Jack Morley bowled very well, Nick Potts continued his recent good form and Ben Aitchison bowled as he has all season. We seemed a bowler light, but the batting looked short too. For all his fine century at Lord's, Aitchison is a good number nine but eight is too high for him, as it is for Potts.
What Durham did well was to ride on the back of good knocks from Lees, Ackerman and Robinson. The former got them off to a flyer, while the others kept them ticking over nicely through the middle overs.
In contrast, the Derbyshire batters flickered into life with fine shots, but surrendered their wickets too frequently. They stayed around the required rate for a long time, but were never quite ahead of it sufficiently to take their foot off the gas and just knock it around.
A partnership of 70 in seven overs between Whiteley and Montgomery offered hope, full of fine strokes from both players.
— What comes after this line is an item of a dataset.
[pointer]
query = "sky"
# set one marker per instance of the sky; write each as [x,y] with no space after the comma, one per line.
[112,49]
But it needed something special, with 37 needed from the last three overs.
Montgomery reached a splendid half century, full of improvisation as well as classical chipped strokes over the off side. He got them to within range and then made his only mistake, in trying a reverse sweep from a free hit when Matthew Potts overstepped. The Durham seamer had a poor match with the ball and in the field, but while the ball was probably there for the drive Montgomery missed with the unorthodox and then couldn't hit the required six from the final ball to make the tie.
Nonetheless, his was an outstanding innings that promised a lot.
For Durham, Ben Raine was as canny as ever, while Callum Parkinson dismissed both Whiteley and Basra after earlier halting the charge of Nye Donald in his first over.
There was a first sighting of Akif, who settled pretty well after only landing in the UK two days ago. His first over wasn't quite there, but afterwards I thought he did pretty well.
At the end of it all, everyone saw a fine game of cricket. As I wrote last night, these matches change on one ball, or one over.
Tonight the Whiteley over, together with Montgomery missing out on a free hit, was the difference between the two sides.